Vergi mahsupları genelde, vergilendirme dönemi sırasında peşin ödenen vergilerin dönem sonunda tahakkuk eden vergilerden düşülmesi şeklinde uygulanmaktadır.

4. Vergi Kredisi

Vergi Kredisi; belirli bir miktarın vergi yükümlülüğünden düşülmesi veya vergi yükümlülüğünün arttırılmasına izin verilmemesidir (Giray, 2002:29). Vergi sistemimizde doğrudan, vergiden düşülenler; geçici vergi, stopaj, vergi alacağı gibi uygulamalar olmakla birlikte bunlar bir teşvik olmayıp mahsup niteliğindedirler (Kulu, 2000:24). Vergi kredisi, çoğunlukla hesaplanmış olan vergilerden düşülür (Gravelle, 2008:1).

5. Düşük Vergi Oranı

Düşük Vergi Oranı; belirli kişi veya faaliyetlerin yararına, vergi tarifesinde yer alan vergi oranının düşürülmesidir. Bir gelir kaleminin vergilendirilmemesi veya nispi olarak düşük miktarda vergilendirilmesi şeklindeki vergi harcaması, yararlanan birey veya grup için bir gelir transferi olarak kabul edilir (Giray, 2002:29).

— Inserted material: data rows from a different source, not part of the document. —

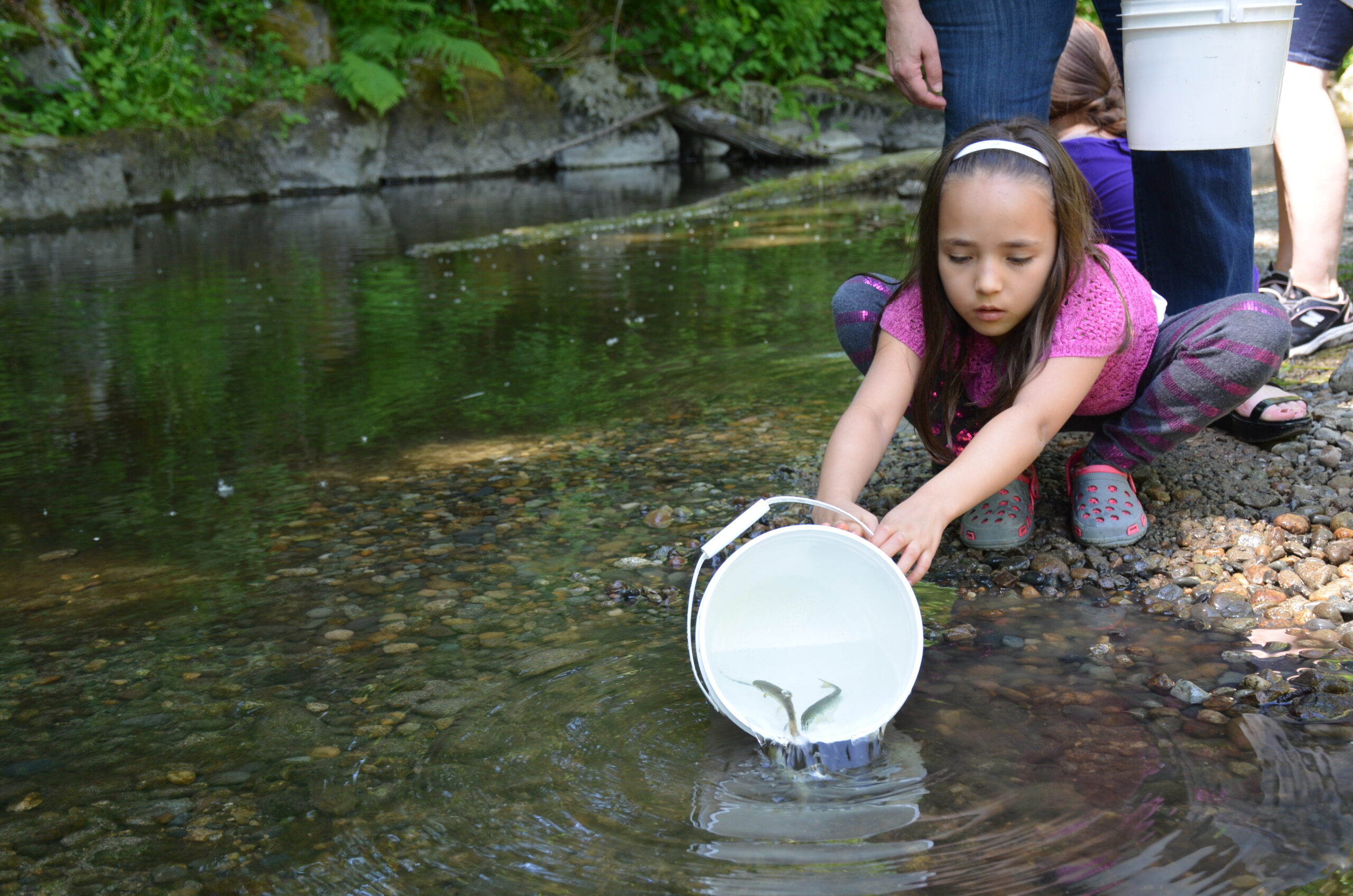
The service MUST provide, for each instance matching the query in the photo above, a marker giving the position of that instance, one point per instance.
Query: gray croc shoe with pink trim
(1006, 520)
(1106, 511)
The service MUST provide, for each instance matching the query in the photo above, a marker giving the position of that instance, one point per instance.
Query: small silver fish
(782, 697)
(823, 707)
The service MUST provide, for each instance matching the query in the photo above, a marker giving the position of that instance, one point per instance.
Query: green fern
(360, 80)
(378, 42)
(435, 44)
(11, 30)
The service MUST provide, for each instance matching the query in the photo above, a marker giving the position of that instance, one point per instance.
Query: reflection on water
(459, 668)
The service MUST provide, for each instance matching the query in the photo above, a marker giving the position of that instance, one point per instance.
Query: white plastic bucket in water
(1203, 73)
(798, 607)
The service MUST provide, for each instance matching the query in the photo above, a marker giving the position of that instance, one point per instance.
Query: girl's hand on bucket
(914, 531)
(838, 521)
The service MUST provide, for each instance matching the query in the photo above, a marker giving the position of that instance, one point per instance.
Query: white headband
(1028, 152)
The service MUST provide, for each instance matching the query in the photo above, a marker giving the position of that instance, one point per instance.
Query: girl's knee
(1260, 323)
(866, 293)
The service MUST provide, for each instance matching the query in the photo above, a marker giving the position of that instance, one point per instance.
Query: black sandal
(1253, 430)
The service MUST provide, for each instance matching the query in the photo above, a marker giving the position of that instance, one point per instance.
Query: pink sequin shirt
(1090, 325)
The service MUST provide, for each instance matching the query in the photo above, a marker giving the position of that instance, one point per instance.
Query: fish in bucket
(807, 637)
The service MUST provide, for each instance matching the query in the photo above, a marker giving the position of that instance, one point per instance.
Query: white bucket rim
(910, 673)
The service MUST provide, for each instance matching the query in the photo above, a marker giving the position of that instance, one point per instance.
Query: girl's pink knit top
(1090, 325)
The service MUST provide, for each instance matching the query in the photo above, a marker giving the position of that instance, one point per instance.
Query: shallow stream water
(366, 574)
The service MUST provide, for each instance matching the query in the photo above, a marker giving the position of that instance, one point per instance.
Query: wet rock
(155, 721)
(661, 519)
(1081, 714)
(57, 555)
(26, 768)
(1293, 523)
(1100, 654)
(549, 659)
(960, 634)
(1314, 573)
(333, 798)
(1339, 551)
(1188, 692)
(1161, 684)
(1049, 565)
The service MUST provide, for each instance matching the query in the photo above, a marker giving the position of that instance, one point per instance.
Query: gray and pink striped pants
(1206, 362)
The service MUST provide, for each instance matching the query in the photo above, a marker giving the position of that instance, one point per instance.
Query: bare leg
(1313, 181)
(1284, 225)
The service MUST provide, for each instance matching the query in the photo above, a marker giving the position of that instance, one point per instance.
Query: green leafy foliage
(146, 64)
(712, 45)
(191, 63)
(362, 80)
(381, 37)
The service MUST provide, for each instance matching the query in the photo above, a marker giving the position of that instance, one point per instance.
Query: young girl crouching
(1013, 325)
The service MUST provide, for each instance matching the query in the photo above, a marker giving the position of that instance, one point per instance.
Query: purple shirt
(1107, 165)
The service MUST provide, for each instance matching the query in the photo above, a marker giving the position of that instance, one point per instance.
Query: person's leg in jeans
(1195, 217)
(1206, 362)
(998, 57)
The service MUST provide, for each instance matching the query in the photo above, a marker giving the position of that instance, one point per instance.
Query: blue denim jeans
(1195, 220)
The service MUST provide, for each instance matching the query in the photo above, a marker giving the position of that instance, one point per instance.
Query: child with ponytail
(1013, 325)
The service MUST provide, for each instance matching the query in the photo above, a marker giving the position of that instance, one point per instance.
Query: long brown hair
(949, 339)
(1087, 80)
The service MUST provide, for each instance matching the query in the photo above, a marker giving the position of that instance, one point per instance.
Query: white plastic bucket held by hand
(804, 610)
(1203, 73)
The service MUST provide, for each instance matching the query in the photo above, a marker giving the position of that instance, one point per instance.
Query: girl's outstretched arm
(865, 430)
(999, 452)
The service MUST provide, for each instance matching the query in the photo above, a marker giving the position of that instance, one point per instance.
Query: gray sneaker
(1317, 323)
(1006, 520)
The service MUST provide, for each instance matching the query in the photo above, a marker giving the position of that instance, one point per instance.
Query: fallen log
(586, 138)
(738, 132)
(881, 172)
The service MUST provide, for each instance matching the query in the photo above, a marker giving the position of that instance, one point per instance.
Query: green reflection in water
(125, 400)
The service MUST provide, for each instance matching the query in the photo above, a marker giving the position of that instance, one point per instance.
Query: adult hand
(838, 521)
(914, 528)
(914, 53)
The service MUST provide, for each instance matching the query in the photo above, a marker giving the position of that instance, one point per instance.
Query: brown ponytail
(1087, 81)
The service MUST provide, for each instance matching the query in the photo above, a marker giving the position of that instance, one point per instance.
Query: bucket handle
(726, 536)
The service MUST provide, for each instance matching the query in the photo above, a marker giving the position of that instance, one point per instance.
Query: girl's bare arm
(865, 430)
(999, 452)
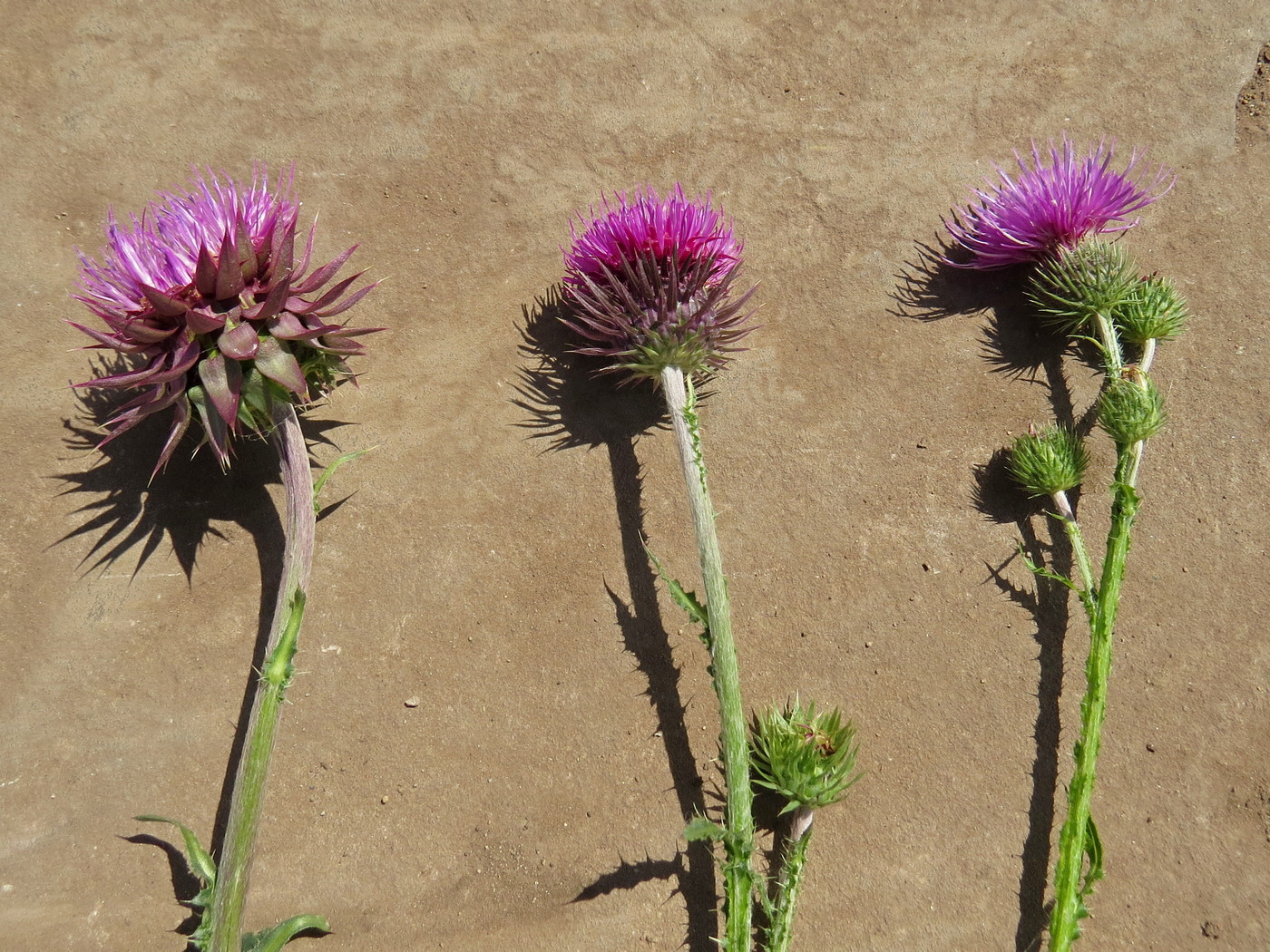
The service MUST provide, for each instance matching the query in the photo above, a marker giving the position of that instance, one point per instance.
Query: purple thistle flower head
(1053, 203)
(650, 285)
(206, 295)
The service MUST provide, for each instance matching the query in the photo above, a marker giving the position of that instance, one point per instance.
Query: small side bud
(806, 757)
(1130, 410)
(1079, 283)
(1048, 461)
(1155, 311)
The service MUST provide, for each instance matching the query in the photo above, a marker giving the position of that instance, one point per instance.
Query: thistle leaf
(336, 463)
(282, 933)
(701, 828)
(1035, 568)
(685, 599)
(200, 862)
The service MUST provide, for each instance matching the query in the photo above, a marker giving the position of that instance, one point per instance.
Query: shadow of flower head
(130, 510)
(569, 403)
(933, 286)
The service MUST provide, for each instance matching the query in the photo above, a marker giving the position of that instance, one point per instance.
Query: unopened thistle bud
(1130, 410)
(1155, 311)
(1079, 283)
(806, 757)
(1048, 461)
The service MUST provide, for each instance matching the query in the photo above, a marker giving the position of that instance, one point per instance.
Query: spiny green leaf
(1035, 568)
(685, 599)
(701, 828)
(327, 473)
(200, 862)
(282, 933)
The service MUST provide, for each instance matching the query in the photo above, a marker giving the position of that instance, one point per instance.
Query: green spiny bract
(1132, 409)
(1075, 286)
(806, 757)
(1155, 311)
(1048, 461)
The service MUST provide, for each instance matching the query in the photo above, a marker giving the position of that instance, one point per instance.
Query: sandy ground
(485, 560)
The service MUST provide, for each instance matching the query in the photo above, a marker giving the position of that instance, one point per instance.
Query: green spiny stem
(789, 885)
(1069, 892)
(229, 897)
(1067, 516)
(739, 840)
(1113, 355)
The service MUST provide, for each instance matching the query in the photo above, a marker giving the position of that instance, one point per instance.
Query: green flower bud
(808, 758)
(1155, 311)
(1129, 410)
(1077, 283)
(1050, 461)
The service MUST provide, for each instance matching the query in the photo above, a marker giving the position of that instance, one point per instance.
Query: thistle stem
(790, 882)
(1067, 516)
(1077, 833)
(229, 895)
(739, 821)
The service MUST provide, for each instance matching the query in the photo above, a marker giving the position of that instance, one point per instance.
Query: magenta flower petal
(1053, 203)
(650, 285)
(190, 292)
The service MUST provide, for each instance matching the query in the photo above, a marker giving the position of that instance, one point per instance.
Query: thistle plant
(809, 759)
(651, 288)
(206, 297)
(1050, 219)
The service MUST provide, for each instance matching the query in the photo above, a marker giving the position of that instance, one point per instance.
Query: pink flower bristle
(203, 289)
(1032, 212)
(648, 283)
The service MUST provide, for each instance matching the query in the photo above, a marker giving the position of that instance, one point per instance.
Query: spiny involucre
(650, 285)
(220, 317)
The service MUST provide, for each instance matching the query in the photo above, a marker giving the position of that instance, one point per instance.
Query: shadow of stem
(573, 409)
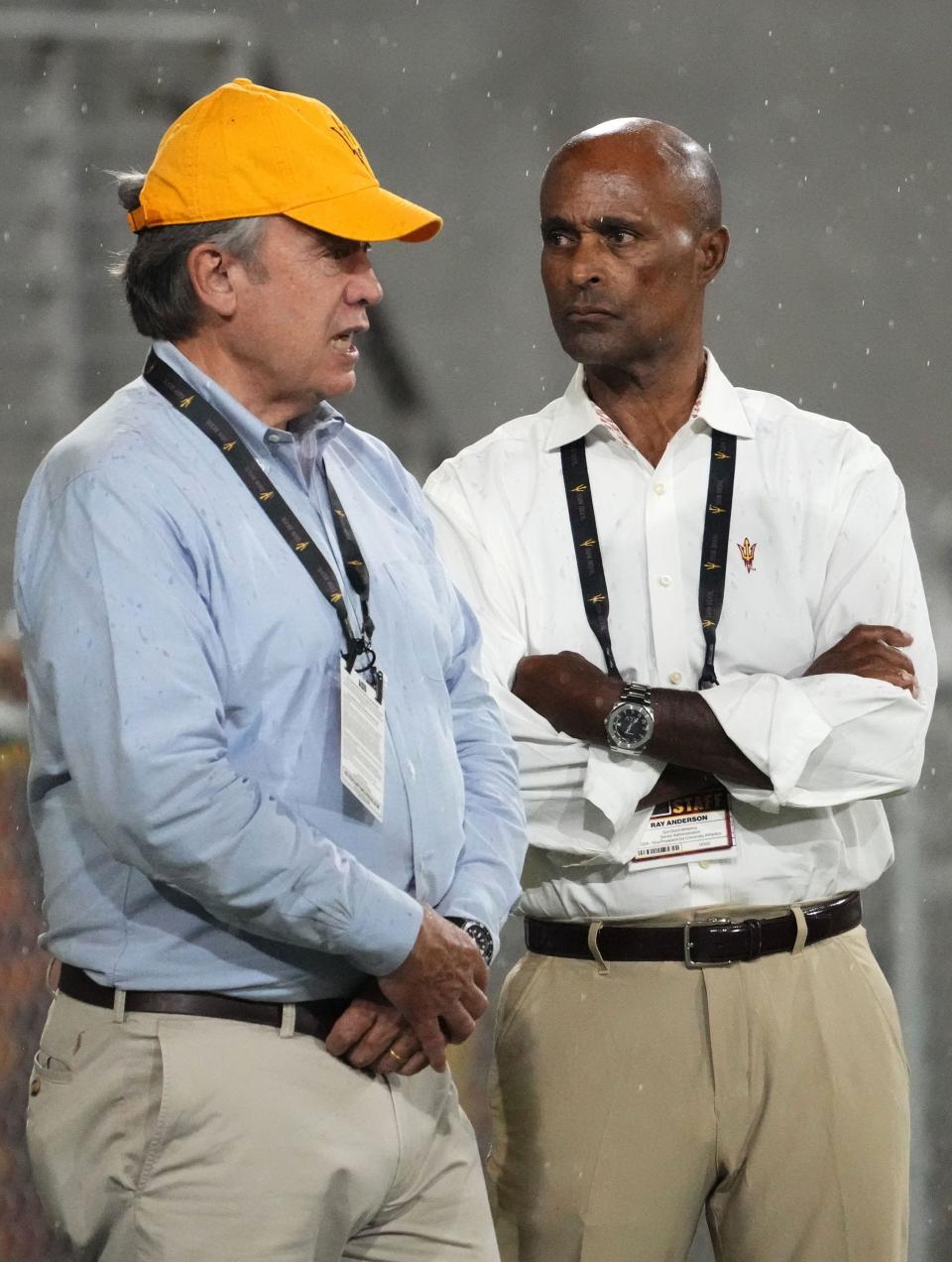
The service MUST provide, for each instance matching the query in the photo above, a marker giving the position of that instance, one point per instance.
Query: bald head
(636, 144)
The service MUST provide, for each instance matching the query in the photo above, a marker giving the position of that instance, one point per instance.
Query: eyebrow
(603, 223)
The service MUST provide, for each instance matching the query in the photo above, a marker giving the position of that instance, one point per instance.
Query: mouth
(589, 315)
(343, 342)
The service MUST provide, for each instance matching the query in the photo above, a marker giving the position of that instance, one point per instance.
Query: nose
(363, 289)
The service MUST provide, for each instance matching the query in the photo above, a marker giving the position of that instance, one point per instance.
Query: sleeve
(553, 768)
(124, 651)
(827, 740)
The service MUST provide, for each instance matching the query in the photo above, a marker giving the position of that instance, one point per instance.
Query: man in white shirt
(699, 1021)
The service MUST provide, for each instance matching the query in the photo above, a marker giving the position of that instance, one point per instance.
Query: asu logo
(747, 555)
(349, 139)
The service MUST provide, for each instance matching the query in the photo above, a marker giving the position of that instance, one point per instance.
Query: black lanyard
(213, 426)
(714, 547)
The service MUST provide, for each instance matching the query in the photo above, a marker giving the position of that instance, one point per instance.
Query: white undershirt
(825, 515)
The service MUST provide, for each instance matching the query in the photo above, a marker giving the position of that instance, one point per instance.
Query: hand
(371, 1034)
(873, 653)
(440, 987)
(567, 691)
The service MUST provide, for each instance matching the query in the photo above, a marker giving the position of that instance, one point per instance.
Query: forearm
(576, 698)
(687, 733)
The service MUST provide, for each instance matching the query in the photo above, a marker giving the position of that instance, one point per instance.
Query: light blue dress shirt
(184, 710)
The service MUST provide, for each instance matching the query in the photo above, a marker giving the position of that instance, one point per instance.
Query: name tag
(362, 740)
(686, 829)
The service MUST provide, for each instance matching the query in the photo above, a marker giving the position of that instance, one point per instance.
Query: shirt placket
(662, 555)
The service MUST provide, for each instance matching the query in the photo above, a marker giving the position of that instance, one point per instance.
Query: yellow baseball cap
(245, 151)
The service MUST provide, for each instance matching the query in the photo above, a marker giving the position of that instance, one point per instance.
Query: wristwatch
(479, 934)
(630, 724)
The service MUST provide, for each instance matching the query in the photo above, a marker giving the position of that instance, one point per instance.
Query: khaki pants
(774, 1094)
(173, 1138)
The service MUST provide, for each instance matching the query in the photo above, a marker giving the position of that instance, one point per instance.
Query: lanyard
(714, 547)
(213, 426)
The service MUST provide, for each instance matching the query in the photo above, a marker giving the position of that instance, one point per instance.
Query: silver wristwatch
(630, 724)
(479, 934)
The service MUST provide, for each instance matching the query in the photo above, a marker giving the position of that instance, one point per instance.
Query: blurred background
(829, 123)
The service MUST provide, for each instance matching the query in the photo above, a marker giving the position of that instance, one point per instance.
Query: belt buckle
(688, 927)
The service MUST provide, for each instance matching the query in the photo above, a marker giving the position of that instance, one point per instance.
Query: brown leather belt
(710, 943)
(312, 1016)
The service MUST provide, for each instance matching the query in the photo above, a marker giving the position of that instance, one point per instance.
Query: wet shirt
(818, 543)
(183, 673)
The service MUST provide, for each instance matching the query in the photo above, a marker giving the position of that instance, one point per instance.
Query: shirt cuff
(616, 783)
(775, 726)
(391, 920)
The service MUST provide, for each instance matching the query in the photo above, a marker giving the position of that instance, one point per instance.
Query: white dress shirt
(825, 514)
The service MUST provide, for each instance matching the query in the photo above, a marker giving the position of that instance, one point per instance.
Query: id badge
(686, 829)
(362, 738)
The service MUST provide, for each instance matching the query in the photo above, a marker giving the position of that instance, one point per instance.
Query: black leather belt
(312, 1016)
(699, 945)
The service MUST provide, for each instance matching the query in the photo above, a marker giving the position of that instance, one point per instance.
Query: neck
(240, 380)
(649, 402)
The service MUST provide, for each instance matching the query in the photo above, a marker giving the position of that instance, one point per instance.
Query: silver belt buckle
(688, 927)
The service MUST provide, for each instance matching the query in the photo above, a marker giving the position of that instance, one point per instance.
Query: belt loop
(594, 931)
(799, 942)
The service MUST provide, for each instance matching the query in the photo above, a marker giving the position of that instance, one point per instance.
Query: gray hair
(154, 273)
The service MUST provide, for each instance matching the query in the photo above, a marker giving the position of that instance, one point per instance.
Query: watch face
(630, 726)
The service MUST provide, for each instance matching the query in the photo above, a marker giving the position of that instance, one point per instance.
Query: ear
(711, 251)
(210, 273)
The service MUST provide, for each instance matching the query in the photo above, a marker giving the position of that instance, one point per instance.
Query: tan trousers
(774, 1094)
(173, 1138)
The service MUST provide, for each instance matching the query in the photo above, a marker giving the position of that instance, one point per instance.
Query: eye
(619, 236)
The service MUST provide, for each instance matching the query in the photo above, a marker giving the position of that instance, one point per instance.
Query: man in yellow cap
(277, 809)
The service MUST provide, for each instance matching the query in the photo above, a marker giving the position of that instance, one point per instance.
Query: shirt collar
(719, 408)
(323, 422)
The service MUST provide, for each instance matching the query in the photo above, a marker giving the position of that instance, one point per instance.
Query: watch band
(478, 932)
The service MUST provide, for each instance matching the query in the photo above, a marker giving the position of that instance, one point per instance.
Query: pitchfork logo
(747, 555)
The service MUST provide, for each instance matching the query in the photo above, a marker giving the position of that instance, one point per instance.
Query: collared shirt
(818, 543)
(184, 710)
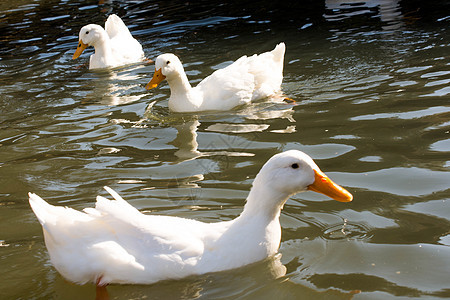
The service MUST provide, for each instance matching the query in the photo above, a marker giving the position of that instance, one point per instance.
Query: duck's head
(166, 66)
(88, 36)
(293, 172)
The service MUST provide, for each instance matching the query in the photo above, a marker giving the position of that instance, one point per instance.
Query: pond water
(370, 82)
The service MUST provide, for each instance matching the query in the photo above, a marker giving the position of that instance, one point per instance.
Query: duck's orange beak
(80, 49)
(324, 185)
(157, 78)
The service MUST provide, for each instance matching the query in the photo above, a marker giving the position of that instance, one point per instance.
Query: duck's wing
(117, 243)
(227, 87)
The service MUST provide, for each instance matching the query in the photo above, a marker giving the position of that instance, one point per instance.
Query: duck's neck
(264, 202)
(103, 50)
(182, 95)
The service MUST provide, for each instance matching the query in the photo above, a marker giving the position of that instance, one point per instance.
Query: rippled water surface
(371, 87)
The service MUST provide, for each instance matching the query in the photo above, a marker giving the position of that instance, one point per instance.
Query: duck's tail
(278, 52)
(115, 26)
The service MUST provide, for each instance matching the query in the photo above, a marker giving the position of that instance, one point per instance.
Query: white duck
(115, 243)
(247, 79)
(114, 45)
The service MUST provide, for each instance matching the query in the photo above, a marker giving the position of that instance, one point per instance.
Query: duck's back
(267, 69)
(115, 243)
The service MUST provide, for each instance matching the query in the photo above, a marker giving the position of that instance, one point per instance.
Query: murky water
(371, 85)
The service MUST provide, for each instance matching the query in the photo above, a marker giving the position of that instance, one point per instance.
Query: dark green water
(371, 82)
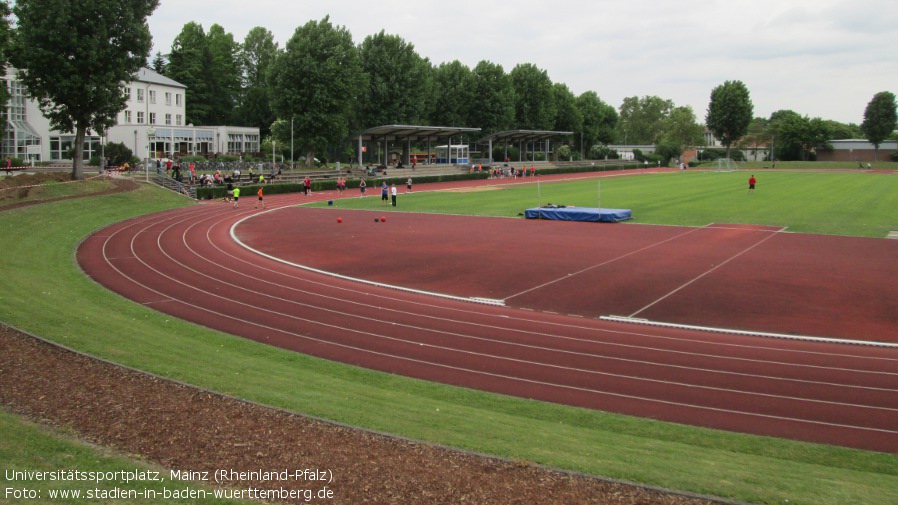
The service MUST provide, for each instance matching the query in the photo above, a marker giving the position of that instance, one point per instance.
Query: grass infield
(833, 203)
(45, 293)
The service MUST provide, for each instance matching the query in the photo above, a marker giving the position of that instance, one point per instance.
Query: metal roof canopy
(409, 134)
(522, 136)
(394, 132)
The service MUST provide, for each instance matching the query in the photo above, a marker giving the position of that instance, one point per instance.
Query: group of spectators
(514, 173)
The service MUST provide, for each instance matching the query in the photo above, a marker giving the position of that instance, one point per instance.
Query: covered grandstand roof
(408, 132)
(522, 136)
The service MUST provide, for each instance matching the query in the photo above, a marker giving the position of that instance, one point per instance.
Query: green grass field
(44, 292)
(858, 204)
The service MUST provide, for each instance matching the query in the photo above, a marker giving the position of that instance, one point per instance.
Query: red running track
(187, 264)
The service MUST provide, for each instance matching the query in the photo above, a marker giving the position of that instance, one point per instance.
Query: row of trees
(322, 85)
(384, 80)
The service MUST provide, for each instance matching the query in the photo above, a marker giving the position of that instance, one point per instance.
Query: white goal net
(726, 165)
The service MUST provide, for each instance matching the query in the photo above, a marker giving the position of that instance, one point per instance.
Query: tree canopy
(599, 120)
(453, 91)
(494, 96)
(257, 53)
(534, 104)
(879, 119)
(73, 56)
(399, 81)
(641, 120)
(319, 78)
(729, 112)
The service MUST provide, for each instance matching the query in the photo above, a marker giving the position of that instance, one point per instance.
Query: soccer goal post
(727, 165)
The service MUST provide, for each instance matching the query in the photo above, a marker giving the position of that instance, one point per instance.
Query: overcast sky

Diğer bir tanımla düşük vergi oranı, bir mükellef veya faaliyet grubuna daha düşük oranda vergi uygulanmasıdır (Gelirler Genel Müdürlüğü, 2001:2). Bazı kaynaklarda “vergi kolaylığı” şeklinde de ifade edilmektedir. Vergi sistemimizde ücret gelirleri için indirimli vergi tarifesi uygulaması örnek verilebilir.

6. Vergi Ertelemesi (Vergi Tatili)

Vergi Ertelemesi; belirlenen alanlarda belirli bir zaman dönemi için vergi ödenmemesi şeklinde uygulanan teşvik türüdür. Yani verginin ödenmesinin ertelenmesi şeklinde ortaya çıkan bir vergi kolaylığıdır (Gönül, 2002a:80). Vergi ödemelerinin geciktirilmesini ifade etmektedir. Bir vergi harcaması unsuru olarak vergi ertelemesinde verginin ödenmesi izleyen döneme bırakılarak, mükellefin elinde kullanabileceği fon bırakılmaktadır. Bu tür uygulamalar genellikle, ekonomik teşvik niteliğindedir. Ertelenen ödeme, kişinin kendi vergisine ait olabileceği gibi, vergi

(33)

sorumlusu sıfatıyla başkalarından kesilen vergiye de yönelik olabilir (Balkaya Akça, 2000:151).

Vergi ertelemesi tutarı, yıllık hesaplanmış gelire dahil olan tutar değildir (France Government, 2003:11). Bu yüzden hesaplanmış gelirden bir indirim şeklinde uygulanmaz. Burada henüz hesaplanmamış bir gelirden alınacak bir verginin ertelenmesi söz konusudur.

Vergi tatili ile tatil dönemindeki yatırım projesinden elde edilecek gelirin vergiden muaf tutularak yatırımın işletme dönemi karlılığının arttırılması amaçlanmaktadır.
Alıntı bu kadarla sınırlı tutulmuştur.